With the commercial promotion of 5G, the application requirements of eMBB/URLLC such as 4K/8K HD video, cloud game, remote driving and industry control are becoming more urgent. They impose ultra-low latency and ultra-large bandwidth requirements on the network. These performance requirements are closely related to the user plane and require the user plane to provide efficient data processing and forwarding.
Figure 1 Performance Requirements of Typical 5G Scenarios on Network
However, with the decoupling of software from hardware, the adoption of COTS hardware, and the gradual popularization of network function virtualization in the telecom field, on the one hand, the cost is reduced, improving the resource utilization ratio; on the other hand, the performance of 5G is lower than that of the traditional dedicated hardware and dedicated networks. Therefore, the virtualized pure software user plane cannot meet the requirements of 5G URLLC and some eMBB.
Point and plane are combined to accelerate the 5G user plane
The end-to-end performance improvement of 5G user plane involves many aspects.
First, it is necessary to analyze and optimize the entire network from the perspective of network architecture design and deployment layer to make the user-plane transmission path as short as possible.
Second, it is necessary to optimize the NEs/network functions that forward user-plane data in the network to improve the processing performance of a single node.
This is a process of performance improvement from "plane" and "point."
“Plane”: The CUPS-based user plane is deployed to the edge to shorten the forward path
After a mobile terminal is connected to the core network through a wireless base station, if the core network is not distributed, the service data accessed by the terminal needs to be forwarded through a centralized DC. If the user is in a remote town or village, the latency is doomed to be large.
To improve the forwarding performance of the user plane, the core network must be deployed in distributed mode with respect to the networking architecture. As shown in the following figure, multi-level DCs are deployed on demand in the core network. Compared with central DC, edge DC and access DC are closer to end users, and control-plane signaling messages are still sent to the central DC for processing. User-plane data is directly processed and distributed on the edge or access DC, greatly reducing end-to-end network transmission paths, saving transmission costs and reducing transmission latency.
Figure 2 Distributed DC
After core network is deployed in distributed mode, the user plane of core network needs to be separated from the control plane (CUPS) with respect to lightweight edge deployment and management, and only the user plane needs to be moved to the edge on demand.

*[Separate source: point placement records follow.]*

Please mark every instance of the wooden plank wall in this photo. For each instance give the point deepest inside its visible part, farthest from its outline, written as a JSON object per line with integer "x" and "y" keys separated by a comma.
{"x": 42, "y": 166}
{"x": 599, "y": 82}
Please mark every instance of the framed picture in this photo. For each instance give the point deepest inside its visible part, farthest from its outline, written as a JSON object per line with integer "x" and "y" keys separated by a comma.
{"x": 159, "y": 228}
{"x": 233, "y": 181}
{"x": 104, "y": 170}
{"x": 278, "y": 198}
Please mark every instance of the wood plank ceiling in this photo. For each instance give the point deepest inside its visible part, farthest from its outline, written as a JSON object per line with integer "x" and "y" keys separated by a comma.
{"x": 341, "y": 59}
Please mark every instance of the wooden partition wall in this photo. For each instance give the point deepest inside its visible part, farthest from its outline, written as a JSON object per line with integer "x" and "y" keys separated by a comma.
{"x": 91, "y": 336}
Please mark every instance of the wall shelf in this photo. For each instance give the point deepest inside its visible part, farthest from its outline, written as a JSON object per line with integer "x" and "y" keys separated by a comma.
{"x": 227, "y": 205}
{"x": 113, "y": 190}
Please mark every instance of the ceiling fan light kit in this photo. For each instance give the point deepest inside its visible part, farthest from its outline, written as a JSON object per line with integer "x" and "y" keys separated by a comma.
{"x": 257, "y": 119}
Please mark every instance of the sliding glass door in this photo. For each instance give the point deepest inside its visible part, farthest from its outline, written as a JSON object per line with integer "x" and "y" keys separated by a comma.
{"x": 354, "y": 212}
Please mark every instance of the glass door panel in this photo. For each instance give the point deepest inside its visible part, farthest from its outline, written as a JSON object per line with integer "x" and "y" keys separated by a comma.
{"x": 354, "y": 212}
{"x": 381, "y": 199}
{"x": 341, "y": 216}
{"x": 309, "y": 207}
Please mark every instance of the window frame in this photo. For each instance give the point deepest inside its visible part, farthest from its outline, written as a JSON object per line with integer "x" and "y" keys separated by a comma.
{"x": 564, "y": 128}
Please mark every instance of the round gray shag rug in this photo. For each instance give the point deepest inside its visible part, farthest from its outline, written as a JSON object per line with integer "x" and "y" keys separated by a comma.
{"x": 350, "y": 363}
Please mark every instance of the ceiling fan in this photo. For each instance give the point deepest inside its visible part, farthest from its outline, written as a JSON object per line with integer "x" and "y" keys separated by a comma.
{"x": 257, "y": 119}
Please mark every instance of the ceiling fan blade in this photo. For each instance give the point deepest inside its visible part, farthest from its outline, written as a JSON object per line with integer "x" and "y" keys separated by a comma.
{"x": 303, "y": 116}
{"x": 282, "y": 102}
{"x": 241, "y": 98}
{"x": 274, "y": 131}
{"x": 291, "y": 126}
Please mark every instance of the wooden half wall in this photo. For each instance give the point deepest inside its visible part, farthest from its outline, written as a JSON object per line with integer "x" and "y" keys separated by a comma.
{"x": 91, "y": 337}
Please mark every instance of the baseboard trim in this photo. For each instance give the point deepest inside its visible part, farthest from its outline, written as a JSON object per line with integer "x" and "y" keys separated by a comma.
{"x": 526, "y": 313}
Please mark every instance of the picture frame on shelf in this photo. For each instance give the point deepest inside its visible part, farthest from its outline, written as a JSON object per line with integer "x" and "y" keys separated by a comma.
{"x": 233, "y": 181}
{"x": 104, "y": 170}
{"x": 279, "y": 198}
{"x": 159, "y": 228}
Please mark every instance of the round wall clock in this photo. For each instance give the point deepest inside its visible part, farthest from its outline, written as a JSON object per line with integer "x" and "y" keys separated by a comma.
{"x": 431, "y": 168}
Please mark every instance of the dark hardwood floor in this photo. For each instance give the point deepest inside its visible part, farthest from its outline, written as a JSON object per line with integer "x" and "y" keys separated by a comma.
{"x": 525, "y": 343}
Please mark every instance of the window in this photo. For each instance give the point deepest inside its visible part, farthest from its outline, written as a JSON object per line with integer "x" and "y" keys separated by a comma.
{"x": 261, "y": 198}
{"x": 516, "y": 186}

CUPS has many advantages. On the one hand, the control function is decoupled from the forwarding function, and software management/update is simple and independent. On the other hand, the control plane maximizes the resource utilization in a centralized mode, and the user plane after being decoupled is deployed to the edge to reduce the requirements for edge resources.
Figure 3 Natural CUPS Architecture of 5G
Therefore, the CUPS-based distributed networking and user plane are deployed to the edge on demand. By reducing the length of the forwarding path, the data forwarding efficiency is improved to some extent. To improve the end-to-end performance of the user plane, the combination of "point" and "plane" is required. Is there room for improving the performance of each forwarding point in the core network? With the trend of virtualization, GW-U/UPF is deployed on the basis of X86 architecture server, so its performance cannot compete with that of dedicated hardware. Telecom operators and vendors urgently need to improve the performance of "point".
“Point”: Software architecture and logic are optimized to improve forwarding performance
For a single user-plane NE vGW-U or UPF, its data processing and forwarding performance factors mainly include service logic complexity (DPI depth, charging and traffic statistics policy), number of packets included in the data flow, packet size, and CPU performance.
Technologies such as DPDK, NUMA binding, OS optimization and huge page are widely used in the industry for vGW-U/UPF performance optimization. In addition, some vendors are also optimizing the software architecture and logic of user-plane NEs. Based on the VPP (Vector Packet Processing) principle, ZTE vGW-U/UPF adopts such technologies as message multi-queue non-lock processing, DPI of the first service packet, and flow table to process and forward hot topic packets in batches, thus effectively reducing the consumption of service logic on CPU. Of course, the performance of unloading user-plane traffic is closely related to the actual service model. The more packets a single flow has, the higher the efficiency of unloading and forwarding is. For example, based on this solution, the video data forwarding efficiency is high.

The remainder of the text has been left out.